Saltai giù dal letto e mi precipitai n cucina.  

I fornelli presero fuoco  e la macchina del caffè rilasciò il bollente, aromatico liquido. Riempii la tazza e ingoiai il fluido, sentendo passare il calore dalla lingua, alla gola, fino allo stomaco.
<< Buongiorno Ieie>>  sulla porta della cucina spuntò mio fratello. 

Aveva le guanciotte rosse e lo sguardo assonnato, il piccolo orsacchiotto sotto il braccio e i capelli scompigliati. Gli andai incontro per salutarlo, e gli stampai un bacio sulla fronte.

<< Buongiorno piccolo mio>>

Gli accarezzai il viso e mi diressi in bagno.

7:50. La scuola stava per cominciare. Mi precipitai giu dalle scale e spalancai il portone. Mi ritrovai all’ incrocio tra la via di casa e quella della scuola. Un ragazzo con i capelli neri mi passò davanti. Il suo sguardo incontrò il mio, conoscevo quegli occhi. Fui sul punto di emettere un suono, “Ciao”, ma un attimo prima che le mie labbra si schiudessero, lo sguardo del ragazzo tornò a fissare il vuoto davanti a se. 

Tommaso aveva finto di non vedermi, era riuscito a farmi sentire invisibile. Nella mia testa cominciarono a sorgere  una marea di domande, alle quali non riuscivo a trovare risposta, o forse semplicemente non volevo.
Dio solo sa come mi ero sentita.

Cinque ore dopo, i libri si chiusero, il portone si aprì e decine e decine di studenti sbucarono chiassosamente dal vecchio edificio. Le vacanze di natale non erano più un semplice conto alla rovescia, ci si erano materializzate davanti agli occhi.

Arrivò anche il mio momento di varcare le porte dell’effimera libertà. Abbracci, auguri e saluti, tutti da persone che probabilmente non avrei visto per il resto delle vacanze. Tommaso era qualche gradino più sotto rispetto a me. All’improvviso si girò nella mia direzione provando a salutarmi con un sorriso luminoso. Quanto potevano essere falsi quei sorrisi.

<< Buone vacanze Ire!>>  era arrivato uno dei soliti e simpaticissimi bivi, ripagalo con la stessa moneta o passaci sopra. Personalmente ho sempre trovato le scelte troppo convenzionali, e poi… sono una donna.  Se la vendetta andava servita fredda, io gliel’avrei servita gelata.

<< Grazie!>> 

Impassibilità e indifferenza, nulla può ferire di più
 
                                                         DUE MESI DOPO

Le vacanze volarono e con queste anche il 2013. 

“Anno nuovo, vita nuova”, che poi alla fine non cambia mai nulla, si continua nello stesso identico modo. 

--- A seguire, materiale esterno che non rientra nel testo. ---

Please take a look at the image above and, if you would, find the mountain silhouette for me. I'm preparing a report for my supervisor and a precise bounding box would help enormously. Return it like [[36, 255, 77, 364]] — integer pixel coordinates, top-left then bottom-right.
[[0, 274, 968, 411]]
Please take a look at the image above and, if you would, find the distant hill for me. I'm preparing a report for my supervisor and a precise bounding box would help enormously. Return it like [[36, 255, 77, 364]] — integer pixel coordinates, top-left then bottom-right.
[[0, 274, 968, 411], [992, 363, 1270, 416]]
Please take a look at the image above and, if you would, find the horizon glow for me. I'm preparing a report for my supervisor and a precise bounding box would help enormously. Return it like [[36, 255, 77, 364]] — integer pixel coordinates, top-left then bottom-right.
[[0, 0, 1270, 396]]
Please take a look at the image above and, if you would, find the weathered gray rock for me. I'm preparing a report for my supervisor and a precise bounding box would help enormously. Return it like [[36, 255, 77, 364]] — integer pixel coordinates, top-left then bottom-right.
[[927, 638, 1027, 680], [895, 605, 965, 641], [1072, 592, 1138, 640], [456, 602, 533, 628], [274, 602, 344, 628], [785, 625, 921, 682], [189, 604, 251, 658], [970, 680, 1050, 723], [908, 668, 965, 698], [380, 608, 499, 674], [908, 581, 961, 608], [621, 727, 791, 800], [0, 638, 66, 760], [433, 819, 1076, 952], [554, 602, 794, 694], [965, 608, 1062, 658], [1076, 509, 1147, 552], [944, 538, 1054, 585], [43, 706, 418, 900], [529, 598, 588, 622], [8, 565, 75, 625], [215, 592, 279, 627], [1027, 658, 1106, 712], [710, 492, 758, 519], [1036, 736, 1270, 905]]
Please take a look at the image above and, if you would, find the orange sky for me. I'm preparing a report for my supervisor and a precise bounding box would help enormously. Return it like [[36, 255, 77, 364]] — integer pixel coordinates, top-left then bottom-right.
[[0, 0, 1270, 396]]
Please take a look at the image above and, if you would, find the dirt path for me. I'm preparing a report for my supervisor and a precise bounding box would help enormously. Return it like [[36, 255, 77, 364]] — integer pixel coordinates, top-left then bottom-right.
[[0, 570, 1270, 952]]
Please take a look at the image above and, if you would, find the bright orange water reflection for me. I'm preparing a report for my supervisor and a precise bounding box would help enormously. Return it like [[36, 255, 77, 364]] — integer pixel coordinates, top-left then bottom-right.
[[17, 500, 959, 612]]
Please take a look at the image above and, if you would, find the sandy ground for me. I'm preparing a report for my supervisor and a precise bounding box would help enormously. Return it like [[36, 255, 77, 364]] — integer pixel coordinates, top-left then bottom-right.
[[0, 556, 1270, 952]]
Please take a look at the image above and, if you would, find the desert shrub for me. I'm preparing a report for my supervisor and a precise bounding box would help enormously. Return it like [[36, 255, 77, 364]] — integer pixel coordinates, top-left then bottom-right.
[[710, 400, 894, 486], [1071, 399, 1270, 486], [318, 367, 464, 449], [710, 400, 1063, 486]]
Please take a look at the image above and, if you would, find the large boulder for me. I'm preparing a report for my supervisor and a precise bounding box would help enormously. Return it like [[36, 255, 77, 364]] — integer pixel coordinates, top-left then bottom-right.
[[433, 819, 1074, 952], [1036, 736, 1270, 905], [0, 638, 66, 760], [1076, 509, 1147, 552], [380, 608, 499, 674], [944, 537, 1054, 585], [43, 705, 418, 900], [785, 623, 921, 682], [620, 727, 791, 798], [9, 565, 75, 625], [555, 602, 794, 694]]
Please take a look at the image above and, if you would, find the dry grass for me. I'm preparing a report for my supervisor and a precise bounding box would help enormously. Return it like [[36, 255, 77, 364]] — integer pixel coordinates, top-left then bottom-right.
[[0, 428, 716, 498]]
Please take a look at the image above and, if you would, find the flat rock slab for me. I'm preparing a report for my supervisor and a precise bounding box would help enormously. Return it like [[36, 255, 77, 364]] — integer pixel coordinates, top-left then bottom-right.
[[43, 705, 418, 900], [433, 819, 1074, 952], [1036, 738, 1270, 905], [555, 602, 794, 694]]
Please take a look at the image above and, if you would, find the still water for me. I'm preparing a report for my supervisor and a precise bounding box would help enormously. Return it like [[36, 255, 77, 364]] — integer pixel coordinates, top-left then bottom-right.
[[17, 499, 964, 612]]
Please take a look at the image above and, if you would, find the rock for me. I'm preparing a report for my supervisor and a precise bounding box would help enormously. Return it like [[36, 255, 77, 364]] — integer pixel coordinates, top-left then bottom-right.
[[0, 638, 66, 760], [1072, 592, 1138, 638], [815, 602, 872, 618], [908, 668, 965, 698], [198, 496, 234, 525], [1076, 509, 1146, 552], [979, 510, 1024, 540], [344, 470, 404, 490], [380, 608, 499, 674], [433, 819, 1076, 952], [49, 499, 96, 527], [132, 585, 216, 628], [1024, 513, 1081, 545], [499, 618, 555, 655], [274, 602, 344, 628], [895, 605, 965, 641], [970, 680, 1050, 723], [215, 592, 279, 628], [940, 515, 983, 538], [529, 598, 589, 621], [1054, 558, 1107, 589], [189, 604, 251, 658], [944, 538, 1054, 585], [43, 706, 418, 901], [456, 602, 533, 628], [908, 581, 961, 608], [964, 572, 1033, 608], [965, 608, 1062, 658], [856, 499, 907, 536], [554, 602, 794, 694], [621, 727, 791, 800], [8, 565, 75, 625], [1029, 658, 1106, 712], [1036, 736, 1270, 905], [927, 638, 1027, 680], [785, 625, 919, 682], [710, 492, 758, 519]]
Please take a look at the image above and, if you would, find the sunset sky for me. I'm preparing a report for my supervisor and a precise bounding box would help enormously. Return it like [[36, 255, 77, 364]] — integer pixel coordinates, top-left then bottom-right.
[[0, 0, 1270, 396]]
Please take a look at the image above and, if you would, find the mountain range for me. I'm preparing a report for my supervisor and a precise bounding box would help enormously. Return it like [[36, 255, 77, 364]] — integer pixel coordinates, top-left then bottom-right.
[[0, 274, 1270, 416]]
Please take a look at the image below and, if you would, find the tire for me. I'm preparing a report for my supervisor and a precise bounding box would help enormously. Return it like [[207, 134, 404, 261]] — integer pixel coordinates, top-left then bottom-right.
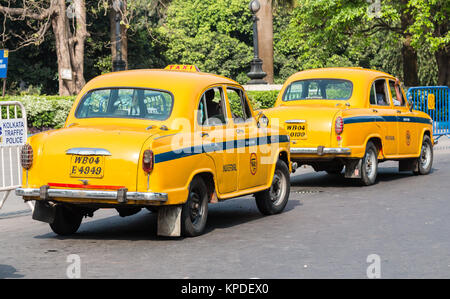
[[414, 135, 434, 175], [361, 141, 378, 186], [181, 177, 208, 237], [50, 205, 83, 236], [255, 160, 291, 215]]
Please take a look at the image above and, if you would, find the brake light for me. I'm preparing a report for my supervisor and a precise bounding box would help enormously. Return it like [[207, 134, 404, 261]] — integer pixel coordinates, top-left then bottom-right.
[[334, 116, 344, 135], [20, 143, 33, 170], [142, 150, 153, 173]]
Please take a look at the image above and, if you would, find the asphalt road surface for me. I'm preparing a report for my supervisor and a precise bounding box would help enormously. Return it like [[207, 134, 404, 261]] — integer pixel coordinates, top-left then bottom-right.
[[0, 143, 450, 278]]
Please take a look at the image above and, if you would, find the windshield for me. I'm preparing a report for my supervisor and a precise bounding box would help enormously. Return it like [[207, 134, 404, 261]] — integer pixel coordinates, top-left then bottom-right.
[[75, 88, 173, 120], [283, 79, 353, 101]]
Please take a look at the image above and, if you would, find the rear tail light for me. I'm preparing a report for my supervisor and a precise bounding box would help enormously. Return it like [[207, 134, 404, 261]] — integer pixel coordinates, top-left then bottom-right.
[[20, 143, 33, 170], [142, 150, 153, 173], [334, 116, 344, 135]]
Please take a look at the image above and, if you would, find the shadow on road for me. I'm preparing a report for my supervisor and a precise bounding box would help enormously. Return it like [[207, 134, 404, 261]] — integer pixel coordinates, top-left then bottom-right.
[[291, 167, 436, 188], [35, 199, 301, 242], [0, 264, 25, 279]]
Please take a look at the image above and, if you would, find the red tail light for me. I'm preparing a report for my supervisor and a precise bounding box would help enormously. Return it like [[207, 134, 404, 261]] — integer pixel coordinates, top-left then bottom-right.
[[142, 150, 153, 173], [20, 143, 33, 170], [334, 116, 344, 135]]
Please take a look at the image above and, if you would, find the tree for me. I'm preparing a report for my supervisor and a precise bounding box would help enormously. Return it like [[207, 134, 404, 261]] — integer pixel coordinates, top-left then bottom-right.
[[256, 0, 295, 84], [0, 0, 88, 95]]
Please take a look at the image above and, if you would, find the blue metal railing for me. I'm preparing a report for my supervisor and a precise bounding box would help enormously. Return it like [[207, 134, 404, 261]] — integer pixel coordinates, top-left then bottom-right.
[[406, 86, 450, 139]]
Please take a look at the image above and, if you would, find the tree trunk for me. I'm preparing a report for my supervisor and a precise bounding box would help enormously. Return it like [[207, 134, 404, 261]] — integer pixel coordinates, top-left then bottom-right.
[[402, 35, 419, 86], [435, 48, 450, 86], [256, 0, 274, 84], [52, 0, 87, 96]]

A volte si perdono delle persone, altre volte se ne trovano di nuove. Poi ci sono quelle che non avresti voluto incontrare, quelle che sono piombate nella tua vita solo per portare scompiglio. Fanno le valigie  e come ladri, partono nella notte senza più restituire ciò che hanno preso.

Di Tommaso non avevo più notizie, dopo la fine della scuola ci eravamo sentiti per un paio di settimane, poi anche il nostro incrocio aveva preso strade diverse.

Mi ero affezionata, forse però era solo un mio problema. Dovevo imparare a non attaccarmi subito alle persone, anche perché non si può dipendere dagli altri. Le persone se ne vanno, ma tu resti e l’unica persona sulla quale puoi contare per rimettere a posto i cocci sei te stessa.
Davanti a me c’era solo strada, una serie interminabile di asfalto e macchine, una monotonia che rispecchiava perfettamente il mio stato d’animo. Grigio. Un grigio infinito. La radio risuonava nelle mie orecchie e compensava il muto suono della pioggia. “ Ciò che non ti uccide ti rende più forte”. Ciò che non ti uccide ti lascia in vita, e personalmente credo più vulnerabile di prima.
<< Quanto manca?>> guardai il navigatore: mancava tanto.
<< Poco Ieie, è la ventesima volta che me lo chiedi>>.
Ogni volte che facevamo un viaggio, quella era la mia frase preferita.  Mi stampai un piccolo sorriso sulla faccia e finsi che l’attesa non mi pesasse, invece mi stava lacerando. Odiavo aspettare, così come odiavo i momenti di pausa perché la maggiore parte delle volte non portano a nulla di buono. 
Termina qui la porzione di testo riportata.